Der Mietwohnungssektor in Österreich ist über weite Strecken reguliert. Ein Fünftel sind Gemeindewohnungen, auf Genossenschaften entfallen rund 40 Prozent, ein weiteres Fünftel auf regulierte Mieten. Nur 19 Prozent werden auf dem freien Markt vermietet. Dass man in Gemeinde- und Genossenschaftswohnungen um rund 30 Prozent billiger wohnt und regulierte Mieten 13 Prozent niedriger sind als auf dem freien Markt, sei in Ordnung, „wenn dort Leute wohnen, die das brauchen“, sagt Ökonom Jan Kluge von der Denkfabrik Agenda Austria.
Das sei aber nicht der Fall. Wenn die Vergabe günstiger Mietwohnungen nicht über den Preis, sondern über Wartelisten erfolge, werde der Markt zu einer Lotterie. Zwar gebe es Einkommenskriterien, aber die Grenzen seien vielfach zu hoch, „da passt fast jeder rein“, sagt Kluge. Zudem werde das Einkommen nur ein Mal, beim Eintritt in das Mietverhältnis, geprüft. Es sollte aber regelmäßig überprüft und die Miete im Fall eines Anstiegs schrittweise an marktübliche Vergleichsmieten angeglichen werden. Bei Gemeindewohnungen sollte man laut Kluge die Einkommensgrenzen heruntersetzen, Genossenschaften seien anders zu beurteilen, weil die Mieter dort Finanzierungsbeiträge leisten. Es gehe nicht darum, besser verdienende Menschen aus günstigen Wohnungen zu verdrängen, soziale Durchmischung sei wichtig, „aber sie sollen faire Mieten zahlen“, sagt
Kluge. Auch deshalb, weil das günstige Wohnen ja nicht kostenlos sei, Steuerzahler, Vermieter und alle, die in teureren Wohnungen leben, finanzierten hier mit.

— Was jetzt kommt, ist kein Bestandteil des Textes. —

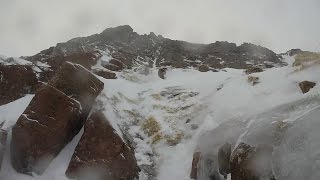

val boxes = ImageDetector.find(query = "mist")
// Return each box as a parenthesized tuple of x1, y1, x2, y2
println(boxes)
(0, 0, 320, 56)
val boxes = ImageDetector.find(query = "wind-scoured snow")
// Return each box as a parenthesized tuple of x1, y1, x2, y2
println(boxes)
(0, 56, 32, 66)
(0, 55, 319, 179)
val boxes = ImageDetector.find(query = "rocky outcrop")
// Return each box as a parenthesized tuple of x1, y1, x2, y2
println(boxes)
(230, 143, 275, 180)
(11, 85, 83, 175)
(35, 51, 101, 82)
(0, 122, 7, 171)
(103, 59, 124, 72)
(11, 62, 104, 175)
(158, 68, 167, 79)
(0, 65, 39, 106)
(245, 66, 263, 75)
(93, 69, 117, 79)
(48, 62, 104, 120)
(286, 49, 302, 56)
(66, 111, 140, 180)
(26, 26, 284, 73)
(299, 81, 316, 94)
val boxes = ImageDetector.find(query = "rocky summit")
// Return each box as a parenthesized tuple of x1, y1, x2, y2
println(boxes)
(26, 25, 284, 78)
(0, 25, 319, 180)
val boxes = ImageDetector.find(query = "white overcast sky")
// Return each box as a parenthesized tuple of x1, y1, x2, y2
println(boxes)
(0, 0, 320, 56)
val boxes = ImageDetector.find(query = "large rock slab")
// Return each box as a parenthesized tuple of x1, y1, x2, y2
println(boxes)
(66, 111, 140, 180)
(11, 85, 83, 175)
(102, 58, 124, 72)
(0, 65, 39, 105)
(48, 62, 104, 119)
(35, 51, 102, 82)
(11, 61, 104, 175)
(93, 69, 117, 79)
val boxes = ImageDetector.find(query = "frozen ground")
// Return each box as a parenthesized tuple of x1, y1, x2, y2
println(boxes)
(0, 55, 319, 179)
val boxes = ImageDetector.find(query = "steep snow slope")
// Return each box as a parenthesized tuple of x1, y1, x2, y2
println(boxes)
(97, 55, 319, 180)
(0, 55, 319, 179)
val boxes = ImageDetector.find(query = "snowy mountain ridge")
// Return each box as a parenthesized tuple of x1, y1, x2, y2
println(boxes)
(0, 26, 319, 180)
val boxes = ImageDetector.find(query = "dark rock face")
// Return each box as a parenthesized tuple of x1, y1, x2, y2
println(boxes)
(35, 51, 101, 82)
(93, 69, 117, 79)
(245, 66, 263, 74)
(103, 59, 124, 72)
(230, 143, 275, 180)
(287, 49, 302, 56)
(66, 111, 140, 180)
(48, 51, 101, 69)
(11, 85, 83, 175)
(48, 62, 104, 120)
(299, 81, 316, 94)
(190, 152, 201, 179)
(0, 125, 7, 171)
(0, 65, 39, 106)
(218, 143, 231, 178)
(158, 68, 167, 79)
(26, 25, 284, 73)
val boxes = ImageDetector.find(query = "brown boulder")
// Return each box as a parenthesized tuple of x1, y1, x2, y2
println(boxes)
(299, 81, 316, 94)
(0, 123, 7, 171)
(103, 64, 122, 72)
(93, 70, 117, 79)
(0, 65, 39, 105)
(11, 85, 83, 175)
(47, 51, 101, 70)
(102, 59, 124, 72)
(198, 65, 210, 72)
(190, 152, 201, 179)
(48, 62, 104, 119)
(66, 111, 140, 180)
(230, 143, 275, 180)
(158, 68, 167, 79)
(38, 51, 102, 82)
(245, 66, 263, 75)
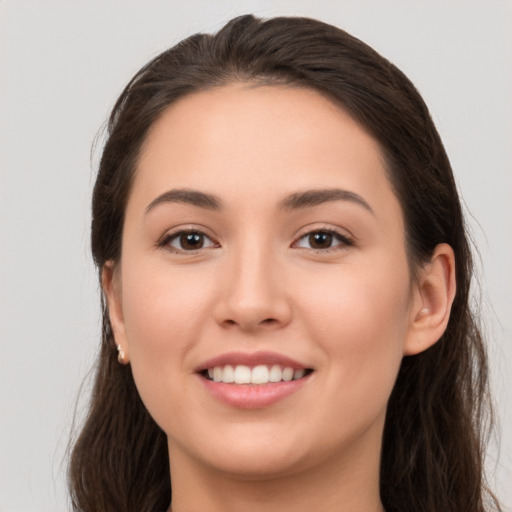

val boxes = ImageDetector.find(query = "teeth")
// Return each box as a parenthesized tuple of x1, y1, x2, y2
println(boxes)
(234, 365, 251, 384)
(213, 366, 222, 383)
(251, 365, 269, 384)
(282, 367, 294, 381)
(223, 364, 235, 383)
(269, 364, 282, 382)
(206, 364, 308, 384)
(293, 368, 305, 380)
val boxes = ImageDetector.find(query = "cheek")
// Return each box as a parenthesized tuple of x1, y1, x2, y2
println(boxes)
(298, 258, 411, 407)
(122, 257, 214, 341)
(119, 261, 214, 409)
(301, 257, 411, 338)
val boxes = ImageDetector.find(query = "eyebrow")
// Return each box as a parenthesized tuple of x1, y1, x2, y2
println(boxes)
(144, 187, 373, 215)
(145, 188, 222, 214)
(278, 188, 374, 215)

Dass der Wohnbau mit öffentlichen Mitteln gestützt wird, findet Kluge völlig in Ordnung, niemand wolle die Wohnbauförderung abschaffen. Man sollte dabei aber stärker in Richtung Subjektförderung gehen, statt wie jetzt das Objekt zu fördern, und andere Geldquellen dafür heranziehen. Es sei kaum zu begründen, warum just der Wohnbau über die Lohnnebenkosten und damit die Belastung des Faktors Arbeit finanziert werde. Besser wäre, Geld aus dem Budget einzusetzen und zweckgebunden an die Länder weiterzureichen.
Wenn der Staat der Ansicht sei, er müsse das Wohnen organisieren, müsse er konsequent sein. Stattdessen habe man die Wohnbauförderung gekürzt und über die nicht zweckgewidmete Verwendung der Rückflüsse weiter ausgehöhlt. Und man habe die Fördersätze nicht an gestiegene Baukosten angepasst und damit die nach dem Kostendeckungsprinzip arbeitenden gemeinnützigen Bauträger hängen lassen, kritisiert Kluge.